Nicaragua, con “tercera vía”, no dejó de ser un país pobrísimo.
Todos
los países del Sur con economías pobres y grandes problemas
estructurales que optan en lo político por esta “tercera vía” no
solucionan de raíz sus carencias. En todo caso, ante el actual estado de
cosas, existe la ilusión que el proclamado “derrame” de la economía de
abundancia del capitalismo habrá de mejorar sus situaciones. En ese
contexto se podría decir que significa la esperanza de “lo menos malo”
para las poblaciones. Pero en definitiva no es una vía nueva: presupone
siempre la explotación del trabajo de otros, con el pretendido grado de
civilización que permita repartir un poco menos inmisericordemente la
riqueza social. Aunque tal como decía la historia con que se abrió la
reflexión, en definitiva no es sino un amague hacia la izquierda
sabiendo que las cosas, en realidad, van a la derecha. Es decir: está
presupuesto un estado de explotación sin el cual no se crea la riqueza.

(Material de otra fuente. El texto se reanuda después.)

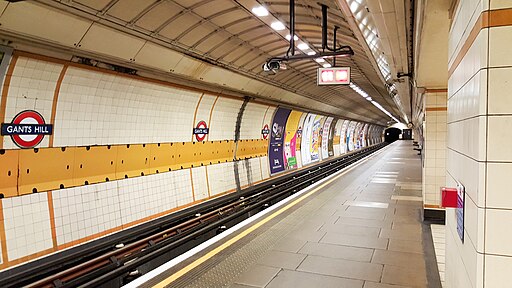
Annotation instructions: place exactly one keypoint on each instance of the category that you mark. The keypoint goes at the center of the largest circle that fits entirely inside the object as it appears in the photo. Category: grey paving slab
(403, 234)
(235, 285)
(368, 284)
(297, 279)
(355, 241)
(258, 276)
(409, 276)
(341, 228)
(279, 259)
(402, 259)
(365, 222)
(341, 268)
(289, 244)
(337, 251)
(311, 236)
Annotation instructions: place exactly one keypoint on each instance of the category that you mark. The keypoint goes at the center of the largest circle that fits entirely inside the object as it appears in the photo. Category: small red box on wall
(449, 197)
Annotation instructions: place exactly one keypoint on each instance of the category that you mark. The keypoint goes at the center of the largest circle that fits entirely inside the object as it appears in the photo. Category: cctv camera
(271, 66)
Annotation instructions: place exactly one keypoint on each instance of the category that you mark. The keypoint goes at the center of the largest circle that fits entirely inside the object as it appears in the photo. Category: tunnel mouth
(392, 134)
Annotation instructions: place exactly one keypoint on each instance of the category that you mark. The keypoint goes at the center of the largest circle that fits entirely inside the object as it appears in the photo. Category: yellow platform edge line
(244, 233)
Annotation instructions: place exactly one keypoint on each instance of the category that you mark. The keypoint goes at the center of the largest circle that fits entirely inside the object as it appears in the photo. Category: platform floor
(362, 230)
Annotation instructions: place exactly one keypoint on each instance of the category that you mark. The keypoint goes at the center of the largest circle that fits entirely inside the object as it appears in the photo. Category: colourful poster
(290, 140)
(316, 138)
(325, 137)
(298, 143)
(337, 137)
(276, 151)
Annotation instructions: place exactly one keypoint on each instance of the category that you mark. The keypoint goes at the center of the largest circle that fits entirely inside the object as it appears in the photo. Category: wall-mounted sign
(265, 131)
(459, 212)
(27, 129)
(201, 131)
(333, 76)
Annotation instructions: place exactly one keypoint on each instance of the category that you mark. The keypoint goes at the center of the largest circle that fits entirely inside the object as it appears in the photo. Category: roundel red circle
(30, 117)
(201, 136)
(265, 131)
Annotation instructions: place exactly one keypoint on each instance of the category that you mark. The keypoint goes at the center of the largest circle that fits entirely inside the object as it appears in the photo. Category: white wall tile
(27, 225)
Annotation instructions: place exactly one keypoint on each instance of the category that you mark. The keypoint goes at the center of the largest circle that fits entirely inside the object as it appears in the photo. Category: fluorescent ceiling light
(278, 26)
(289, 37)
(260, 11)
(303, 46)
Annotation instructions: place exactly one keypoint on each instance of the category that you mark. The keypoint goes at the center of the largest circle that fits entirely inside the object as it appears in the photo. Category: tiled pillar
(434, 148)
(479, 136)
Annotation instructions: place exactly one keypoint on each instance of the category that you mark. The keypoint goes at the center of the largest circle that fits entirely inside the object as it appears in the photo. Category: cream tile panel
(468, 172)
(86, 210)
(200, 184)
(500, 85)
(465, 18)
(498, 234)
(27, 225)
(223, 122)
(101, 39)
(32, 87)
(498, 185)
(468, 137)
(474, 60)
(99, 109)
(470, 100)
(253, 113)
(499, 44)
(500, 4)
(499, 136)
(42, 22)
(497, 270)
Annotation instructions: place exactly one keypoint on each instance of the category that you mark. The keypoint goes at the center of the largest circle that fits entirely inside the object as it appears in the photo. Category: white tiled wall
(221, 178)
(254, 113)
(86, 210)
(203, 110)
(223, 122)
(27, 225)
(100, 109)
(200, 183)
(32, 88)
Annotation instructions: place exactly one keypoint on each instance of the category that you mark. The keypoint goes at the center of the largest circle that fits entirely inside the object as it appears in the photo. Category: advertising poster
(350, 136)
(316, 138)
(290, 140)
(325, 137)
(276, 145)
(299, 139)
(343, 135)
(307, 131)
(330, 144)
(337, 137)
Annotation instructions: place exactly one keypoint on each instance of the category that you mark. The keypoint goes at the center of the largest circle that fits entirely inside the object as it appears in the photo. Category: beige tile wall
(434, 147)
(479, 154)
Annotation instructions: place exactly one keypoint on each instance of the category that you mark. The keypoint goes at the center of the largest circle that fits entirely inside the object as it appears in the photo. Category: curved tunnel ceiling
(227, 33)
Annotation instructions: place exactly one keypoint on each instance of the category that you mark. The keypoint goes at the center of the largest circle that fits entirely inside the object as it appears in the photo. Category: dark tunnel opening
(392, 134)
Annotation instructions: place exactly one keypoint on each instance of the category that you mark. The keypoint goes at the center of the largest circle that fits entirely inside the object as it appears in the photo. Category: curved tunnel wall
(123, 152)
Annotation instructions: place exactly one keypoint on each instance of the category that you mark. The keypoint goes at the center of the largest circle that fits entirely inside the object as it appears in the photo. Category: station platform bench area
(361, 227)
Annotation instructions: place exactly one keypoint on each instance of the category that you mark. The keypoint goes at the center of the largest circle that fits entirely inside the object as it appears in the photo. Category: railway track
(115, 260)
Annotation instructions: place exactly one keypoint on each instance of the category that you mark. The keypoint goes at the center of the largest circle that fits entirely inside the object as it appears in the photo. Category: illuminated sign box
(333, 76)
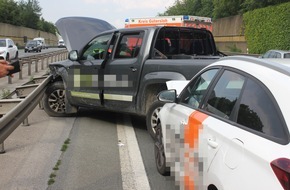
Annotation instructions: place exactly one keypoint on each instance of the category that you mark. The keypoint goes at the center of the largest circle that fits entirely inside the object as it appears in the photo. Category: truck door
(120, 74)
(86, 77)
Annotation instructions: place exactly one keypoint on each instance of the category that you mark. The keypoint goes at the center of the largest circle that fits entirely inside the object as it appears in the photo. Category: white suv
(8, 50)
(229, 128)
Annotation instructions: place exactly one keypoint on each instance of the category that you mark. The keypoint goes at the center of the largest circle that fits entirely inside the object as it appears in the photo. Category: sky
(114, 11)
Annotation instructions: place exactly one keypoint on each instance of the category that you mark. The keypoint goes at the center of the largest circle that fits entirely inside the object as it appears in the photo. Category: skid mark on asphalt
(132, 168)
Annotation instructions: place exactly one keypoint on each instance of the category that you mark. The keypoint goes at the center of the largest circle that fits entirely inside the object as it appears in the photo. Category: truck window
(182, 43)
(129, 45)
(96, 48)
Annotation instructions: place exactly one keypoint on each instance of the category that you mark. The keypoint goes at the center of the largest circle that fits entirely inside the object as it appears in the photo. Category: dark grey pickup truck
(123, 69)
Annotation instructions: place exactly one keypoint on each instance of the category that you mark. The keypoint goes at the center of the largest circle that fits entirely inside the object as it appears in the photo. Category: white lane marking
(132, 168)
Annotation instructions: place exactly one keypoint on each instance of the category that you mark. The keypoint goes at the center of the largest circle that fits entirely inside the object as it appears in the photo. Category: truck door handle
(133, 69)
(212, 143)
(183, 123)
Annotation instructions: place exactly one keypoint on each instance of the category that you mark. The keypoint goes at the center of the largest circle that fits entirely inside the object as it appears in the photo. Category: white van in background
(60, 44)
(42, 41)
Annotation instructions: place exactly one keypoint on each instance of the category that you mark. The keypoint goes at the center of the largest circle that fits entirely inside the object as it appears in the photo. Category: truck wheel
(159, 153)
(152, 117)
(54, 100)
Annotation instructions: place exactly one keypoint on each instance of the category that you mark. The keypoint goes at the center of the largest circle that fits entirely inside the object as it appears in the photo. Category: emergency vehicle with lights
(180, 21)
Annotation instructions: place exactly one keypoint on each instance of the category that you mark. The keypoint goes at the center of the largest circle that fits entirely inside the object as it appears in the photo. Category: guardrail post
(42, 63)
(25, 122)
(41, 105)
(2, 150)
(20, 72)
(9, 80)
(36, 65)
(29, 68)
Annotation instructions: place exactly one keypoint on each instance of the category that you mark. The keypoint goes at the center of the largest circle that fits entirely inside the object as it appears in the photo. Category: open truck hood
(78, 31)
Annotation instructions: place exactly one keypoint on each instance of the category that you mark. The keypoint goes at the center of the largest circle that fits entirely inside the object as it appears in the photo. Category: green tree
(225, 8)
(249, 5)
(30, 13)
(9, 12)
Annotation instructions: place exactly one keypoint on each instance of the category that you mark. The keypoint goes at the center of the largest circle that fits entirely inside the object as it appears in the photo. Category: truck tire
(159, 153)
(152, 117)
(54, 100)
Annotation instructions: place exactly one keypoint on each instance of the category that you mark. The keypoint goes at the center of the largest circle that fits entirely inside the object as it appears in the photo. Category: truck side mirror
(73, 55)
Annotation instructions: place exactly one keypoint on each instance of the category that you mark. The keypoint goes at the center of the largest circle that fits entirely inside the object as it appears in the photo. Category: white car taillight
(281, 168)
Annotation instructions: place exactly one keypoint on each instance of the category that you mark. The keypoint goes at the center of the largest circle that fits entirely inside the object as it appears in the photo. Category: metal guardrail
(44, 59)
(237, 53)
(23, 107)
(14, 111)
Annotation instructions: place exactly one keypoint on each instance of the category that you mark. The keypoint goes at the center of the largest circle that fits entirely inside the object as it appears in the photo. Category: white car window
(195, 91)
(225, 94)
(257, 111)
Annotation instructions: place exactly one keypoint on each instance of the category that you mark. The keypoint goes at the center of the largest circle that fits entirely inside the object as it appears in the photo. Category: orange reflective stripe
(191, 134)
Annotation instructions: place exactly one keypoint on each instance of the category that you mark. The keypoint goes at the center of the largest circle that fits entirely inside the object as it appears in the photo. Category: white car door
(245, 127)
(179, 121)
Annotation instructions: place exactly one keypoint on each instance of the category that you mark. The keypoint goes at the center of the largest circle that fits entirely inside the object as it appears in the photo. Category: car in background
(228, 128)
(8, 50)
(42, 41)
(276, 54)
(33, 46)
(60, 44)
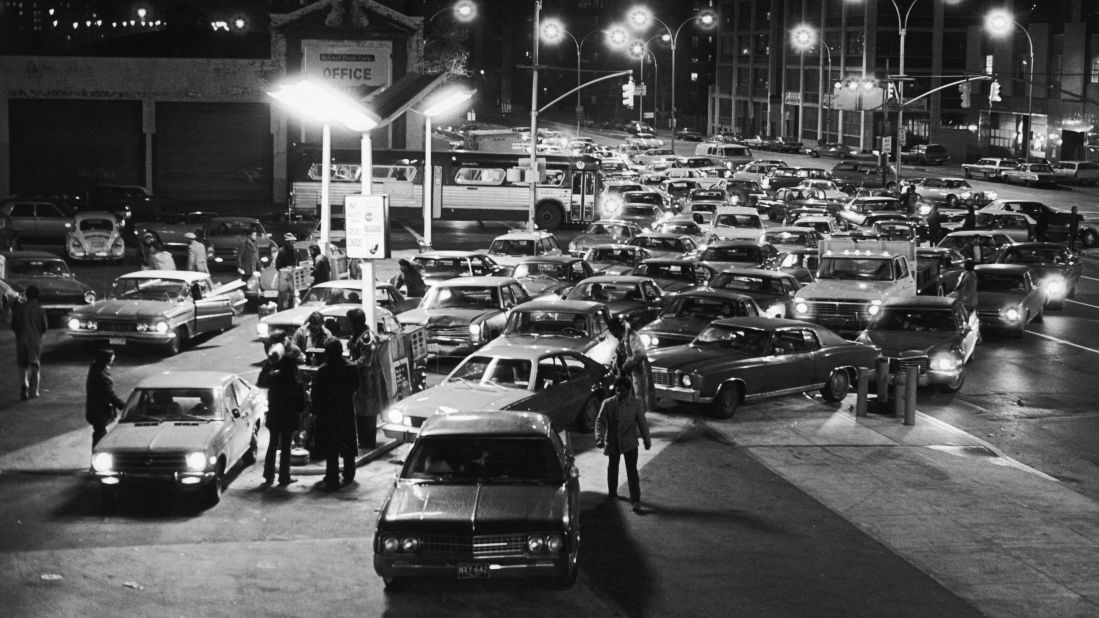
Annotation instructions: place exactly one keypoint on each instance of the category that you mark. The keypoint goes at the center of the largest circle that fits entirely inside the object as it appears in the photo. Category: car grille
(492, 545)
(150, 462)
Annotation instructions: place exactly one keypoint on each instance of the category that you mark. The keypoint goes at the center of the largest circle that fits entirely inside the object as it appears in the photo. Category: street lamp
(999, 23)
(640, 18)
(325, 105)
(439, 105)
(803, 39)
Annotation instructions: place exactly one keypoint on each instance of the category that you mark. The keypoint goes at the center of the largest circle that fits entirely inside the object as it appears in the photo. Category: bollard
(911, 381)
(881, 371)
(899, 382)
(864, 392)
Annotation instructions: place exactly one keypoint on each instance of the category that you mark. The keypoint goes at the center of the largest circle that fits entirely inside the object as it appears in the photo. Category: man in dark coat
(286, 399)
(333, 401)
(29, 323)
(101, 404)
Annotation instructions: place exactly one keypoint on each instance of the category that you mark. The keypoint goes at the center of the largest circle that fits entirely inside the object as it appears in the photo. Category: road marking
(1051, 338)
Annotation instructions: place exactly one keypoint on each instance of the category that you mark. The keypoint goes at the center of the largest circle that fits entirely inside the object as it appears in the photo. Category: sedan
(483, 495)
(742, 360)
(563, 384)
(933, 333)
(1007, 297)
(185, 430)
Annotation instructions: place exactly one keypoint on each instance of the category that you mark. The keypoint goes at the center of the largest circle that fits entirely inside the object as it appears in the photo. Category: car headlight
(196, 461)
(102, 462)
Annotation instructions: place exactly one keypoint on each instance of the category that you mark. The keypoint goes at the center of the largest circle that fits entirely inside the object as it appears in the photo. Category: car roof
(186, 379)
(495, 422)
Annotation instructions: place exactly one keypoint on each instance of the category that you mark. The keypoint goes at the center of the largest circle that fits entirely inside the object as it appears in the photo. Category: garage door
(65, 146)
(213, 154)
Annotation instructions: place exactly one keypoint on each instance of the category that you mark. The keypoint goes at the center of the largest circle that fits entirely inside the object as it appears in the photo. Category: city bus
(467, 186)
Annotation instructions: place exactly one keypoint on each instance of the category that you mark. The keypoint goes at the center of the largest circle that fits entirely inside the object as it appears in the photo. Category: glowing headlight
(102, 462)
(196, 461)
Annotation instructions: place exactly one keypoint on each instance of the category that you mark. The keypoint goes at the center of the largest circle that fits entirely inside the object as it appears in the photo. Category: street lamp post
(640, 18)
(1000, 23)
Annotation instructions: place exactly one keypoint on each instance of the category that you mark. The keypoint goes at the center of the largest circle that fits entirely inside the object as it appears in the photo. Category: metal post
(911, 381)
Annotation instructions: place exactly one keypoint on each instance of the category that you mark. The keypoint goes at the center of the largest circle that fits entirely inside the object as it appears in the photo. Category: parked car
(741, 360)
(464, 313)
(688, 313)
(58, 288)
(96, 235)
(162, 308)
(933, 333)
(504, 501)
(564, 385)
(1055, 268)
(182, 430)
(1008, 298)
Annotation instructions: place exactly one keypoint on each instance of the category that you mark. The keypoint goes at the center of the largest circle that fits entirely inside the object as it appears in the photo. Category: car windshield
(464, 297)
(607, 291)
(740, 339)
(23, 267)
(547, 323)
(1001, 282)
(148, 288)
(916, 319)
(508, 246)
(541, 269)
(492, 370)
(504, 459)
(158, 405)
(703, 308)
(748, 254)
(869, 268)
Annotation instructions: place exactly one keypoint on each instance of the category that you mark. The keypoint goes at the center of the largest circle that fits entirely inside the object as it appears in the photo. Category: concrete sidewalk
(1009, 539)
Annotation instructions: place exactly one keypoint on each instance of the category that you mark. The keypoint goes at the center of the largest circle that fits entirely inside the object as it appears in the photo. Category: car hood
(168, 436)
(474, 508)
(909, 343)
(113, 308)
(451, 397)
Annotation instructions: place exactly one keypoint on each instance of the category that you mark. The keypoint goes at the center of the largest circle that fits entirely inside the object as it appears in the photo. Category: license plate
(467, 571)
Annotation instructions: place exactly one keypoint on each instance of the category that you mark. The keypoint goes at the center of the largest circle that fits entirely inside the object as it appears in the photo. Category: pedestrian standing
(332, 396)
(29, 323)
(411, 279)
(372, 396)
(632, 361)
(101, 403)
(196, 254)
(620, 421)
(286, 399)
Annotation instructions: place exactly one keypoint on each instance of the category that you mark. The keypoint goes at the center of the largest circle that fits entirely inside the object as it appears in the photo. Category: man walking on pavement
(620, 421)
(29, 323)
(101, 403)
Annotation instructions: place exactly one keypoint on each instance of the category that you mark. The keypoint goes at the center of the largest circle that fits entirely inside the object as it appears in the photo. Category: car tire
(954, 386)
(726, 401)
(586, 420)
(836, 387)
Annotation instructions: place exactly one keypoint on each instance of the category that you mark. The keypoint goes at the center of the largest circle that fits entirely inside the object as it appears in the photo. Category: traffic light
(994, 92)
(628, 90)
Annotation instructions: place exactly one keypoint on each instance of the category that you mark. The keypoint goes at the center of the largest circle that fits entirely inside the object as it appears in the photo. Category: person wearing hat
(101, 403)
(196, 254)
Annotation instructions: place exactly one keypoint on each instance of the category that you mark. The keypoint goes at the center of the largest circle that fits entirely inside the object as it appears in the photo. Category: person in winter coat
(101, 404)
(196, 254)
(29, 323)
(333, 403)
(286, 399)
(370, 398)
(620, 421)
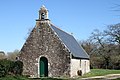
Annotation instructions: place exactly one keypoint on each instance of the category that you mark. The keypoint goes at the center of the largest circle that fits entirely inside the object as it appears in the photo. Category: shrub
(10, 67)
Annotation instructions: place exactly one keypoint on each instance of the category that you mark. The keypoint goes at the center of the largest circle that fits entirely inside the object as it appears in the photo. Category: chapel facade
(51, 52)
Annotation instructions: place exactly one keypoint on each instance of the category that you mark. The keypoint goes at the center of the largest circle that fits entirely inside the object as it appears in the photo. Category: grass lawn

Que se puedan negociar y consensuar algunas mejoras con el gran capital
para la gran masa de trabajadores no significa que termina la estructura
injusta del mundo. En definitiva: si el camino realmente augurara
mejoras para la gran mayoría de trabajadores: bienvenido. Pero la
experiencia no lo demuestra. ¿Podría toda el África abrazar esta
tendencia y salir así de su miserable atolladero? ¿Servirán estas
recetas para terminar con su pobreza crónica?